Recentemente, surgiu uma bibliografia considerável sobre o tema, porém ainda há muita divergência entre os analistas e também entre os participantes. O que nos permite uma primeira aproximação ao nosso objeto: qualquer definição simples e direta do FSM é enganosa, se não, impossível.

O conflito de opiniões é inerente a qualquer tema político, mas no caso em questão, há um agravante, pois o FSM não faz parte da política convencional, por isso, o fenômeno tende a escapar ao nosso entendimento, pois ele não se explica a partir de nossas categorias tradicionais de pensamento. Quem insistir em analisar o Fórum nesses termos acabará por desacreditá-lo e não verá nele uma novidade histórica.

O FSM é um fenômeno desconcertante, ele nega claramente o modelo da globalização neoliberal e afirma que é possível uma sociedade justa, que respeite as diferenças e seja ecologicamente viável; no entanto, não há nenhuma definição quanto aos meios para se atingir esse outro mundo possível, tampouco é claro como será a produção e a distribuição de riquezas nesse novo mundo.

Diferenças em relação à esquerda tradicional

Para facilitar nossa compreensão, vamos compará-lo ao que, nos últimos 150 anos, se chamou de esquerda e, mais recentemente, esquerda tradicional. Segundo o historiador Immanuel Wallerstein, a característica fundamental dessa esquerda é dada pela "estratégia de dois passos", isto é, primeiro se controla o Estado e, depois, se muda o mundo.
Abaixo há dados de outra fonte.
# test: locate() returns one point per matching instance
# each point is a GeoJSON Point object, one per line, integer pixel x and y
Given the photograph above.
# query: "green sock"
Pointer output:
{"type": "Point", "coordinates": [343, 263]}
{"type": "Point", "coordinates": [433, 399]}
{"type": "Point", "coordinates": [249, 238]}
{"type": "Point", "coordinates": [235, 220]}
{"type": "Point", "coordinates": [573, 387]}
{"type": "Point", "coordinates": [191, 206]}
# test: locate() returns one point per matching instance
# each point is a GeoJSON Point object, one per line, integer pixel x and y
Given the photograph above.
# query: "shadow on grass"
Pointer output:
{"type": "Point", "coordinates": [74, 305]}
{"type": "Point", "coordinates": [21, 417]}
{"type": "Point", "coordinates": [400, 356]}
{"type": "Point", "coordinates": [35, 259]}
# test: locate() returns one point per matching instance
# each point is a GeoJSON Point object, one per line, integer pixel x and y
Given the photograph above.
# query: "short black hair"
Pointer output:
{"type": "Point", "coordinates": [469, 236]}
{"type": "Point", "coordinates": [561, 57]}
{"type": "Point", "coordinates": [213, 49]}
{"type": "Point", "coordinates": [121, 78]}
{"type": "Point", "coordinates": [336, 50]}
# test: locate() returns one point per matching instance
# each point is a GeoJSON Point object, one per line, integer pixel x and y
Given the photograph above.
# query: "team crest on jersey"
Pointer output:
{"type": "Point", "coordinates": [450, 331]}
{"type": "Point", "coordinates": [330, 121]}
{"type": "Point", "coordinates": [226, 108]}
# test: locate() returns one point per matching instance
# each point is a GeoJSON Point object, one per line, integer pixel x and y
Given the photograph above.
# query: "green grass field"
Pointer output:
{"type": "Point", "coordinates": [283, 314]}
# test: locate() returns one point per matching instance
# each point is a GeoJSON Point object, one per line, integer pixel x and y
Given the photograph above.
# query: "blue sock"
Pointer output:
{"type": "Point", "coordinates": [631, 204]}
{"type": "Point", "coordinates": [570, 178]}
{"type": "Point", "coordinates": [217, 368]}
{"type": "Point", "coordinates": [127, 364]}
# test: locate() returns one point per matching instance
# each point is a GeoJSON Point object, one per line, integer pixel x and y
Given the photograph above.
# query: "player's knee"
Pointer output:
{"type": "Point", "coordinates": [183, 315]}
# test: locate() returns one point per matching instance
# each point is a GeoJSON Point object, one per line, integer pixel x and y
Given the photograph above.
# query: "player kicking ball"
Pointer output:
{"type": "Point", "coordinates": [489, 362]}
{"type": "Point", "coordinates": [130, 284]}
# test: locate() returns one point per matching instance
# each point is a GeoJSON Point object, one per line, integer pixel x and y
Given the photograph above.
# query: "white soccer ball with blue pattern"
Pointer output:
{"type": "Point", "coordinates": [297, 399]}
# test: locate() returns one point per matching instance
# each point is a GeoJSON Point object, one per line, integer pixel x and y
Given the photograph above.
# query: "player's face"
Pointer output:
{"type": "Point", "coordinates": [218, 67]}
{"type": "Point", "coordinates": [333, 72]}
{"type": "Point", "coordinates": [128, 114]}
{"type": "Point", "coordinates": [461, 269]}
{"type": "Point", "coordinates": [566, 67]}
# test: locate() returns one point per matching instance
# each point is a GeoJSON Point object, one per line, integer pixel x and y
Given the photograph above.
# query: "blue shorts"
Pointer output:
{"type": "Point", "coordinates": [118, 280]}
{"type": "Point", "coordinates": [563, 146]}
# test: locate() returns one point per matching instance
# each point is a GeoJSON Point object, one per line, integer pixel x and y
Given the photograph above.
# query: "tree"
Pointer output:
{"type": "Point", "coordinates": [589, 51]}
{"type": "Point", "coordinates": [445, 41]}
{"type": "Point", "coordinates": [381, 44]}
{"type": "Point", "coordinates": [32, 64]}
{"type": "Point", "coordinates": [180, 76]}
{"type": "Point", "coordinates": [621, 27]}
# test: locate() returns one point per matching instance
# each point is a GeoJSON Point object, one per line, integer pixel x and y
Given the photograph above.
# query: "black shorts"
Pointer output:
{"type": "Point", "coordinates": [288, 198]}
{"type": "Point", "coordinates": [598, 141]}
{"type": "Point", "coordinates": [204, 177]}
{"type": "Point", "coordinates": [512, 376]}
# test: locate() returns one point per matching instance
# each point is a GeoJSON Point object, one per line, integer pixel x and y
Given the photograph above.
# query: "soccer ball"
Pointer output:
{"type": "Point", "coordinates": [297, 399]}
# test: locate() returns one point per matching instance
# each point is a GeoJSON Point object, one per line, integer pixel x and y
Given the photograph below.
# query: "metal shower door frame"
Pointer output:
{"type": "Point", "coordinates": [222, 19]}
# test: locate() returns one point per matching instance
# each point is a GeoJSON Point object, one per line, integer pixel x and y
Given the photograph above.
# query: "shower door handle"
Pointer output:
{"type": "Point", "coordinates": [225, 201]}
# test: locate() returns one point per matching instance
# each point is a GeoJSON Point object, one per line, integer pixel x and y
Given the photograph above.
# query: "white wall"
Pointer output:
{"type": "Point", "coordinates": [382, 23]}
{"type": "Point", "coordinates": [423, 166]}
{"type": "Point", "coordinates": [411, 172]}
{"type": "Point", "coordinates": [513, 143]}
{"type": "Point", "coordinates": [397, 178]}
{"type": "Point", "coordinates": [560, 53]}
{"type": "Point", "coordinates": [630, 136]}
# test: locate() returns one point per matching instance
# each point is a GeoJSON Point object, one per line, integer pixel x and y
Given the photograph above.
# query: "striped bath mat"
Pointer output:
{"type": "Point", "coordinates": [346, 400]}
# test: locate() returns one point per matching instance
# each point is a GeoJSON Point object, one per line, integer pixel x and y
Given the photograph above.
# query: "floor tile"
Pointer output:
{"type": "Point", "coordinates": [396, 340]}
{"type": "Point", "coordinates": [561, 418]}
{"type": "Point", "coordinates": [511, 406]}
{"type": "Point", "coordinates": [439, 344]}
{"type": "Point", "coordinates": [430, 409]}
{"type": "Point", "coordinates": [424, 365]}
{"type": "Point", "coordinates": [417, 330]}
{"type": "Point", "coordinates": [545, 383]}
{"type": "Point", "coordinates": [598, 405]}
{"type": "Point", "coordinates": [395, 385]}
O controle do Estado como meio para a transformação da organização social foi o objetivo tanto de movimentos socialistas, que visavam mudar as relações de produção, quanto de movimentos anticolonias, que visavam a libertação nacional face às forças do imperialismo.

A mesma estratégia é usada tanto por reformistas que se submetem às regras da democracia representativa para obter a maioria dos votos populares, condição para se tornar governo, como também pelos movimentos revolucionários que tomam o poder por meio de um confronto armado contra as forças estatais (exército e polícia).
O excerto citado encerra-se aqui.